Oregon’s foster care children are facing a crisis, with some children nearly starved to death and a new report outlining systemic failings in the state’s foster care system – but Democrat Governor Kate Brown is acting as if nothing objectionable is going on.
Now, editorial boards across Oregon are slamming Kate Brown for her weak response to the foster care crisis, blasting her lack of leadership and decision to attack the report as partisan, rather than help Oregon’s kids.
The Bend Bulletin editorial board calls it “a question of priorities.”
The thousands of children in Oregon’s foster care system desperately need help, but the eyes of state leaders and most legislators are focused elsewhere.
The Oregonian editorial board goes even further, writing that,
This yearlong, deep dive into a troubled agency was appalling, especially for an agency responsible for children.
Yet Gov. Kate Brown and state lawmakers aren’t acting like it.
…Lawmakers who meet sporadically – this year for just 35 days – aren’t the ones who can consistently ride this issue. That’s Gov. Kate Brown’s job and foster children need more than her “support” to get that done. They need her leadership.
But Brown’s office appears too busy deflecting the audit’s results.
Oregon children deserve a champion, and Kate Brown has proven that she’s either unwilling or unable to lead.
The Oregonian: Child Welfare Audit Is Much More Than 'Just Politics'
How many blistering evaluations does it take to illustrate a child welfare program is utterly failing the young people it's supposed to serve and protect?

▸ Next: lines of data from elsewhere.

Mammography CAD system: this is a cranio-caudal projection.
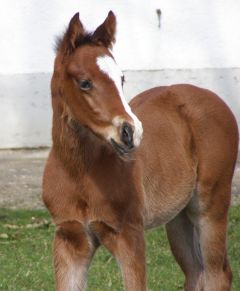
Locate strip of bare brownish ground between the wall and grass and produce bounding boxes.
[0,149,240,209]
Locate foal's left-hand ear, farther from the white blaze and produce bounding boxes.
[61,13,84,54]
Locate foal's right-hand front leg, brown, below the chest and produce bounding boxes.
[93,223,147,291]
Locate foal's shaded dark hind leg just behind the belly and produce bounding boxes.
[166,210,203,291]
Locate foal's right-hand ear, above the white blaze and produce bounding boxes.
[92,11,116,48]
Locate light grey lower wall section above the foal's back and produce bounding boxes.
[124,68,240,124]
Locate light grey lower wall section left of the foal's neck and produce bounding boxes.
[0,73,52,148]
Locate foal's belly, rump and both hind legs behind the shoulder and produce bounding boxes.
[132,85,238,291]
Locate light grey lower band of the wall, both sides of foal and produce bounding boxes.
[0,68,240,148]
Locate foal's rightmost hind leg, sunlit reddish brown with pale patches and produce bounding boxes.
[190,182,232,291]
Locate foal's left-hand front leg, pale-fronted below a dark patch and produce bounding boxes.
[54,221,96,291]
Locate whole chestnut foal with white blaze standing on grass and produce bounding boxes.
[43,12,238,291]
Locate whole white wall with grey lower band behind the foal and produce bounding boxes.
[0,0,240,148]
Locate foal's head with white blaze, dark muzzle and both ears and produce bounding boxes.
[54,11,142,155]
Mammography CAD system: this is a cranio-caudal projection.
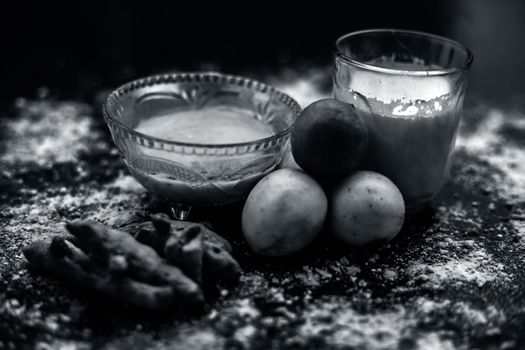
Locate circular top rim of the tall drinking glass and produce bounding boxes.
[335,28,473,76]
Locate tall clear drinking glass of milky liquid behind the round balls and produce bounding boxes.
[333,29,472,211]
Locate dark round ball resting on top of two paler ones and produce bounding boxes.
[291,98,368,177]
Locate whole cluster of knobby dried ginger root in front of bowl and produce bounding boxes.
[23,214,241,310]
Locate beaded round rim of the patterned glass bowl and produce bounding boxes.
[102,72,301,148]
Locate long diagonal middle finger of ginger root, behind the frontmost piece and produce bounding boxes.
[66,222,204,304]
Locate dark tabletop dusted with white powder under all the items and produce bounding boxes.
[0,77,525,350]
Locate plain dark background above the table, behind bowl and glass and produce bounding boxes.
[0,0,525,102]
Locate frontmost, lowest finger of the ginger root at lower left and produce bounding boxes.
[23,237,173,310]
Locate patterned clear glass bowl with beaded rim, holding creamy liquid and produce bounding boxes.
[104,73,301,219]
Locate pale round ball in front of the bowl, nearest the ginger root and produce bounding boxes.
[242,169,328,256]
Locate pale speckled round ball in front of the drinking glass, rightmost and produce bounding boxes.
[328,171,405,246]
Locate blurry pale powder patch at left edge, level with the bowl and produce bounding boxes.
[0,100,99,166]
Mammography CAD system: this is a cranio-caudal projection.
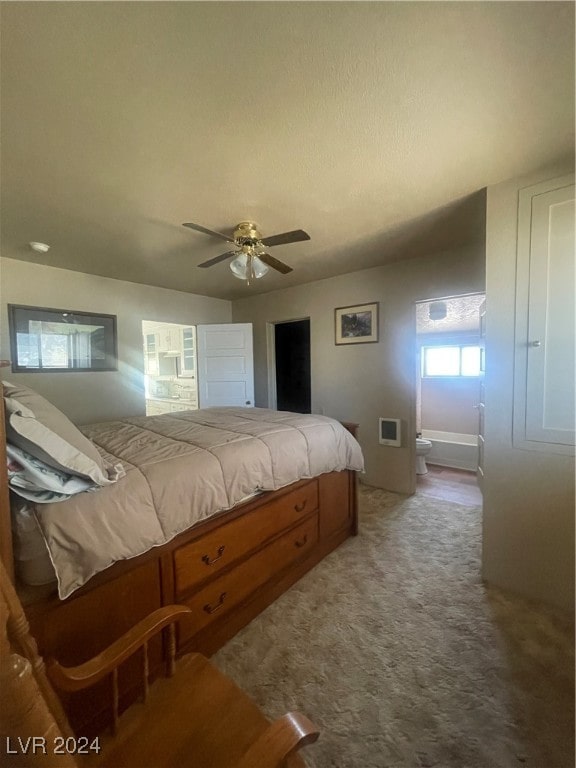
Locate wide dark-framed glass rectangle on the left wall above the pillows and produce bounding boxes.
[8,304,117,373]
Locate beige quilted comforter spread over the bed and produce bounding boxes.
[36,408,364,599]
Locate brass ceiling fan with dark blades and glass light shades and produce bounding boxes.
[182,221,310,283]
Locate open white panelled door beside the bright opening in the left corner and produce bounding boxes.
[197,323,254,408]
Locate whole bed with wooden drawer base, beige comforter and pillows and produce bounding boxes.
[0,385,363,733]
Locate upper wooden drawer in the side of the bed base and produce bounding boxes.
[174,479,318,599]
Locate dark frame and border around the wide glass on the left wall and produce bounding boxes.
[8,304,118,373]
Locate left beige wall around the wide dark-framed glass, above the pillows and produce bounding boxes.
[0,258,231,424]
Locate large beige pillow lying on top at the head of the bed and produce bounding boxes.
[2,381,115,485]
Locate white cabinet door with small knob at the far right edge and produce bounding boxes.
[515,177,576,447]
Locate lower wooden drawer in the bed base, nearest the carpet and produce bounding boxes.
[179,514,318,645]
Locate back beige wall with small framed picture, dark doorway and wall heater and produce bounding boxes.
[232,245,484,493]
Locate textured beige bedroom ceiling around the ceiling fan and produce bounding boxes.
[0,2,574,298]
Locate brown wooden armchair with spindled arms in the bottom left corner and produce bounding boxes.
[0,563,318,768]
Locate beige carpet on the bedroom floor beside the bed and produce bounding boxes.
[214,487,574,768]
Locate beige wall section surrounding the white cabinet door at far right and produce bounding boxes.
[483,162,574,611]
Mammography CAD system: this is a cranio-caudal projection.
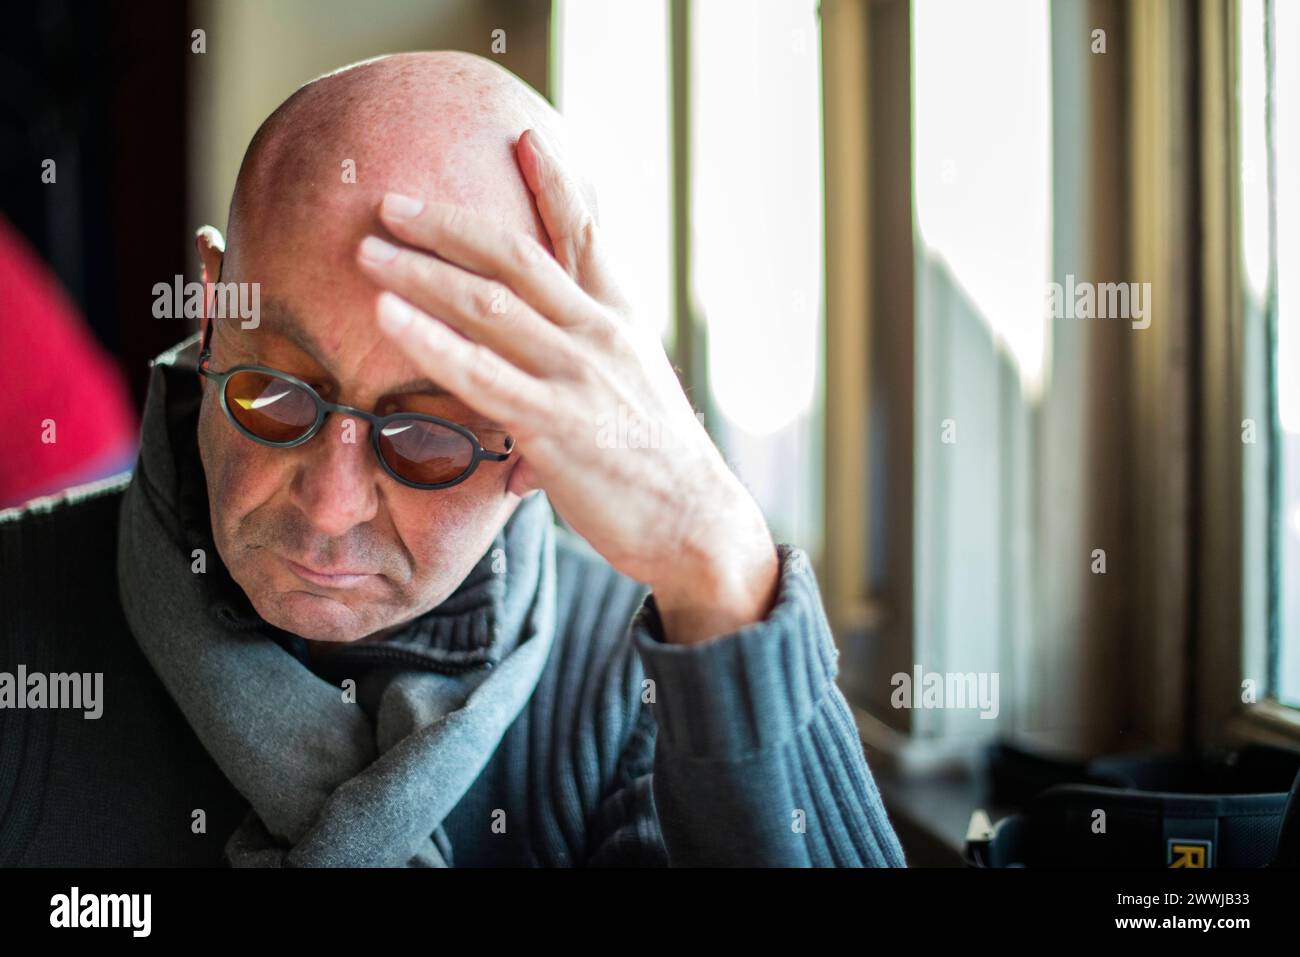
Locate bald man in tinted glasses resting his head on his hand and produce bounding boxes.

It should be one. Yet in Oregon, it's closer to a half dozen.
The most recent, an extensive audit by the Secretary of State's Office, echoed some of the problems that were outlined in earlier critiques, including one dating back to 2002.
...
This yearlong, deep dive into a troubled agency was appalling, especially for an agency responsible for children.
Yet Gov. Kate Brown and state lawmakers aren't acting like it.
Democratic lawmakers say it'll take years to address problems that were decades in the making. They argue that they just budgeted an additional $30 million to address some of these issues.